The main problem is that LLVM is not able to hoist field accesses in loops for type
s. This is presumably because it is hard to prove that the address to the field stays the same during the loop. Therefore, in order to get good performance, almost all sparse matrix function starts with something similar to:
nzvalA = A.nzval
rowvalA = A.rowval
colptrA = A.colptr
nzvalB = B.nzval
rowvalB = B.rowval
colptrB = B.colptr
This is of course quite ugly, and different authors have different names for the hoisted fields leading to the code base being less friendly to read. It is also easy to forget the manual hoisting, which leads to less than ideal performance. A third problem is that you cannot use convenience functions like nzrange
without a performance loss since this will cause extra dereferences of fields.
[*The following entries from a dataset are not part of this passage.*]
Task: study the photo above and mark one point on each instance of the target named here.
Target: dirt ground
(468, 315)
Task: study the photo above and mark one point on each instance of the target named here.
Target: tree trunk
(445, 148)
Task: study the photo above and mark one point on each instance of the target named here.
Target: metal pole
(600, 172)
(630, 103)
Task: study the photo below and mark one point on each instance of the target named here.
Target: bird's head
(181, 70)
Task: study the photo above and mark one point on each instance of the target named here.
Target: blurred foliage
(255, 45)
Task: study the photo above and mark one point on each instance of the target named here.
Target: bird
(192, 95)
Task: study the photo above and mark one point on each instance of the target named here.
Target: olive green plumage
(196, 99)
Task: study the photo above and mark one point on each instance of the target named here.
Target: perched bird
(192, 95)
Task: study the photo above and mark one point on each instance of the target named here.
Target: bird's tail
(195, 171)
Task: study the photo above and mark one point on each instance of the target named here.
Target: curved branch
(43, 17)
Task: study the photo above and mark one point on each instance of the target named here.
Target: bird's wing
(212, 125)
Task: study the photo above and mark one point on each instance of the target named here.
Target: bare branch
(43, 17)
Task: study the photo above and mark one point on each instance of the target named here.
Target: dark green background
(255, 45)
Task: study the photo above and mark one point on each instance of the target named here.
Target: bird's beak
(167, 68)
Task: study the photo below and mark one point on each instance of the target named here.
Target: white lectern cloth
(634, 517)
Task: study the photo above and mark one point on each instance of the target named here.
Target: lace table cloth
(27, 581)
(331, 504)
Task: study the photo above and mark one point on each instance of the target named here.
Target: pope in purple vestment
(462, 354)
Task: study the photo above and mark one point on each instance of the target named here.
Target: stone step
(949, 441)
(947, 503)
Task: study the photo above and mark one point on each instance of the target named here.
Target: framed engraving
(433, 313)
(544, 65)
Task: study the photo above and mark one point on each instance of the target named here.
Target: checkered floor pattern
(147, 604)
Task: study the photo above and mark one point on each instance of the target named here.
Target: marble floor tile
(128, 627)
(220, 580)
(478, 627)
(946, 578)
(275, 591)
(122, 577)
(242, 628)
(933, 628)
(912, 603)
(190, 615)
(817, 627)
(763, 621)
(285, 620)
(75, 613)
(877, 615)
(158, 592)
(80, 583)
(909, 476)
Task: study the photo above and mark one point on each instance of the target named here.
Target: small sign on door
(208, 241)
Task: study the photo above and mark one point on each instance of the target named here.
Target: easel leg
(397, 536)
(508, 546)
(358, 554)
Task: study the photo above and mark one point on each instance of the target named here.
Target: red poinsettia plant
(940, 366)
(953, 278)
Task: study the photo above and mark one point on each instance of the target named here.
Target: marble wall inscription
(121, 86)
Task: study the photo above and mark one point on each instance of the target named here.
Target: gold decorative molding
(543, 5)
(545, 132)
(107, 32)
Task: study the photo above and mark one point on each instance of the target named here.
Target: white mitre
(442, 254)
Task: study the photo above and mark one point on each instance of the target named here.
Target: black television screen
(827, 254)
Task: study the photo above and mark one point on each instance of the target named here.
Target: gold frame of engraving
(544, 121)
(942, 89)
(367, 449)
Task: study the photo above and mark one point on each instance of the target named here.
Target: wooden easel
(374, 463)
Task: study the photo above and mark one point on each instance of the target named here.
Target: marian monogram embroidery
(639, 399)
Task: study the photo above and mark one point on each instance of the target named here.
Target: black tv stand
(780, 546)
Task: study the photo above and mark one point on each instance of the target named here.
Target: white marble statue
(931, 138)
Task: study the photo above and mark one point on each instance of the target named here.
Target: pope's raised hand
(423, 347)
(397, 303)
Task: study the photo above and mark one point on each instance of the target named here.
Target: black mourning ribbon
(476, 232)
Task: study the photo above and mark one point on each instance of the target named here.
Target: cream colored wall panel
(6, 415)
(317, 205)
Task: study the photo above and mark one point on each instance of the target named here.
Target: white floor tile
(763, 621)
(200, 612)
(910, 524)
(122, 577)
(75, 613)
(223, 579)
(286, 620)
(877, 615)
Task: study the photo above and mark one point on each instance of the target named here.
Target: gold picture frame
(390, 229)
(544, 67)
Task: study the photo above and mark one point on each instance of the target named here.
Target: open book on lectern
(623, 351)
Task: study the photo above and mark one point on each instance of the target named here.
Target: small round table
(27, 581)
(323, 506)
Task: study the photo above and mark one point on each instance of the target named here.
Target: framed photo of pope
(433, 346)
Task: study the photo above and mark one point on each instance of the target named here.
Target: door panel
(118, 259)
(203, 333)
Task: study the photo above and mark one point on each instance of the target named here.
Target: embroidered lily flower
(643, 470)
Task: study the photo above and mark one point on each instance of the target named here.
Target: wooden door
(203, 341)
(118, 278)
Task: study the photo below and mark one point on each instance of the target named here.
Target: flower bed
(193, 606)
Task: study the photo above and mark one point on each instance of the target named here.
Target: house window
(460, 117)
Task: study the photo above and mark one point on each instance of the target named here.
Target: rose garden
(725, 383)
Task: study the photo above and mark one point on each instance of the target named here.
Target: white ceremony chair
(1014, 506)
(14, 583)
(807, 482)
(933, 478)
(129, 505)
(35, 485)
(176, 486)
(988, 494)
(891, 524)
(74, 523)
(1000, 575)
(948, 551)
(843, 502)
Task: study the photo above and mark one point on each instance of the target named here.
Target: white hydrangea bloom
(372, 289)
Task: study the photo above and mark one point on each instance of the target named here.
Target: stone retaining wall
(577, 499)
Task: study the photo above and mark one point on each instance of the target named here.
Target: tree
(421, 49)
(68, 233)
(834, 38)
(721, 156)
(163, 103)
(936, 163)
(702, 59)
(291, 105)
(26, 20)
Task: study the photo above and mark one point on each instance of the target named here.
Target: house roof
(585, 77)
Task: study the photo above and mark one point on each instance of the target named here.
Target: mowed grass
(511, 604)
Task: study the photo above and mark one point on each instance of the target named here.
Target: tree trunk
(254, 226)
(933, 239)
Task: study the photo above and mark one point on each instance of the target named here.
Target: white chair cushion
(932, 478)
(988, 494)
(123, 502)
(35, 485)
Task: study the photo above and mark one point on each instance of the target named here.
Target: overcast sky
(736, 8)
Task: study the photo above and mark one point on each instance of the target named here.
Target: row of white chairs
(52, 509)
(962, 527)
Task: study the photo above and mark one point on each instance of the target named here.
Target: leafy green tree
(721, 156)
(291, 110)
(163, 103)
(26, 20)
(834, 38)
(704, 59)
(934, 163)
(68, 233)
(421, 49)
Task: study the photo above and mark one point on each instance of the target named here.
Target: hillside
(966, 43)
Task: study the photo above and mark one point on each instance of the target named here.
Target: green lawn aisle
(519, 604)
The effect of this is that the sparse code base is pretty much fully inlined with almost no convenience functions being used.
The places where the mutability of the fields is used is in spset!
, spdelete!
, and three setindex!
functions so not that many places. The way it is used in these places are that the "sparsity pattern" is being remade from scratch with new arrays and in the end the original fields of the matrix is simply swapped out for the new arrays. I am quite confident that rewriting these to create the new sparsity pattern in the already existing field is not too difficult.
I currently have a branch were everything builds and tests pass with SparseMatrixCSC
being an immutable but the way I did it causes an extra copy in the functions mentioned previously. If I were to rewrite it to have the same performance as now, would a PR making SparseMatrixCSC
immutable be desired? A follow up PR or a commit in the same one could look at removing all the manually hoisted fields and benchmarking to see that nothing gets slower.